Korg SQ-64 Polyphonic Sequencer: solid slab of 4-track 64-step CV/MIDI sequencing
Thumpingly solid and sleek looking button-based sequencer the SQ-64 puts all 64 steps on the table with 4-tracks for modular, MIDI, USB and drum triggering.
The Korg SQ-1 hung around as pretty much the only affordable hardware step-sequencer for ages, until Arturia came along. The Beatstep Pro has probably become the most popular hardware sequencer in the modular community. It’s taken a while for Korg to respond, the SQ-64 was originally planned for release around Superbooth in May, but now it’s here and it’s a beautiful thing.
The SQ-64 features 64 pads or buttons that can be used as steps for enabling notes and gates or as a playable interface for melodies and chords. It has 4 tracks A-D where A-C have pitch, gate and modulation CV outputs while D has 8 CV trigger outputs for drum programming although it will do 16 parts over MIDI. There are two MIDI outputs on mini-jack, a Sync output and USB complete the connections.
Steps up front
The greatest thing is that every step is there right on the front – 64 pads for 64 steps. I hate it when step-sequencers move to the next page and you lose track of where you are.
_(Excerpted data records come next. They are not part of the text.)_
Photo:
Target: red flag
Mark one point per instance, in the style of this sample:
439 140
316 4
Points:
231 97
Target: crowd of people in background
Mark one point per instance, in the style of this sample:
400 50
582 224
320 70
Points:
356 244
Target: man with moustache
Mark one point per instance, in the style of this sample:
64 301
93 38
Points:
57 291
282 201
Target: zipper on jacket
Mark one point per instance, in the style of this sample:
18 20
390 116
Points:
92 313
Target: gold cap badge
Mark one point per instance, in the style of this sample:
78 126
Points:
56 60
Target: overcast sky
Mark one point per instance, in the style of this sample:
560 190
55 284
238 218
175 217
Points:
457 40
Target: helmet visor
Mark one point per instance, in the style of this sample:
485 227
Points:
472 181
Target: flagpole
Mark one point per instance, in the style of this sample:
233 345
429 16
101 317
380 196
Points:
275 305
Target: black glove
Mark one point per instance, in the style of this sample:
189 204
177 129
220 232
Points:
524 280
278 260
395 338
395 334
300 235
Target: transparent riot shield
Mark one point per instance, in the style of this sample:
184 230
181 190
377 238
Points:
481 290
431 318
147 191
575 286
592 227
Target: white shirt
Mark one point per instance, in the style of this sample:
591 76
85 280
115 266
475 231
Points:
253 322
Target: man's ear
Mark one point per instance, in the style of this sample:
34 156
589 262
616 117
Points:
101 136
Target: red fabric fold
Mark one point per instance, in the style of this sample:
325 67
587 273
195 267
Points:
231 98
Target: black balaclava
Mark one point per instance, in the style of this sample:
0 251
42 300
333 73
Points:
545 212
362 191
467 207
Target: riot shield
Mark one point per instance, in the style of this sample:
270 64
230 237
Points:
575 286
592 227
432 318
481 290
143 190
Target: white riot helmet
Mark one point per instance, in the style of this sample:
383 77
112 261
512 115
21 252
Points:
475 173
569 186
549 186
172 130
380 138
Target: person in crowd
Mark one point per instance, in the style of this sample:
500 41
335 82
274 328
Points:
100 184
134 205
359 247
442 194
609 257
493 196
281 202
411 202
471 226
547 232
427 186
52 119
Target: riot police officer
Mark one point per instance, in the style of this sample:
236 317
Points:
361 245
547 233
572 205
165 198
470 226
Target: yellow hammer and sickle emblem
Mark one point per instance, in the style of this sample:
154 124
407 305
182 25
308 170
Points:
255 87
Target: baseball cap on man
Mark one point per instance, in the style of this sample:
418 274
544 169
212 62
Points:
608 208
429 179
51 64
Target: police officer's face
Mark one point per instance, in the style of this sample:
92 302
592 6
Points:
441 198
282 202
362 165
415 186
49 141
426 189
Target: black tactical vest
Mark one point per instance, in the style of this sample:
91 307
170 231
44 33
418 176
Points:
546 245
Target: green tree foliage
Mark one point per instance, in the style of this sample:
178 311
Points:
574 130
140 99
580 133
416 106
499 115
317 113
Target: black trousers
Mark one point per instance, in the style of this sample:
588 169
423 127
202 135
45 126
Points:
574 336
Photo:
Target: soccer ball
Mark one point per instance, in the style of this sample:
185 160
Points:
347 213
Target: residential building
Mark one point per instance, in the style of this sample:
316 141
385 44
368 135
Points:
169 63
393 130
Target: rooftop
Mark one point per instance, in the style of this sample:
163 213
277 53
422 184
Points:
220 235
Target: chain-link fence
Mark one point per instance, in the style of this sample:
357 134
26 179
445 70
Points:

Switch between the tracks with the side buttons and you see your whole sequence – fabulous! You can also view all 4 tracks at once in 16-step pages if you wish. For D the drum track you can select which of the 16 sub-tracks you want to be displayed.
In Gate mode you simply press the steps you want to enable and hold the pad down to change length, offset, probability and ratchet or Step Division as Korg calls it. In Pitch mode you hold the pad to set the note value. There’s plenty more like arpeggiator and chord functions, scales and loop points and in Control mode you can play it like a MIDI controller. For MIDI sequencing the SQ-64 can handle 8-note polyphony. Each track can have 16 patterns which chained into songs and stored into 64 projects so there’s lots of room to run your whole set.
The OLED screen adapts to the mode and shows you what the 4 encoders will be controlling. There are options like “Rotate” which moves the sequence about itself, “Fill” which adds in extra steps and “Slide” for the sort of curve you want for pitch sliding. These all change to reflect where you are and come up with all sorts of interesting things.
Under the Shift button you have all sorts of performance controls such as muting the tracks, changing time divisions, reversing or bouncing the direction of the sequence and randomisation options. There’s a Stochastic sequence mode which chooses a step at random either ahead, back or 2 steps ahead which is a very lively function taken from the Volca Modular.
The SQ-64 has more tracks than the Beatstep Pro and a smaller, more stylish (I think) and compact form. It’s dark and serious, intuitive and very very cool.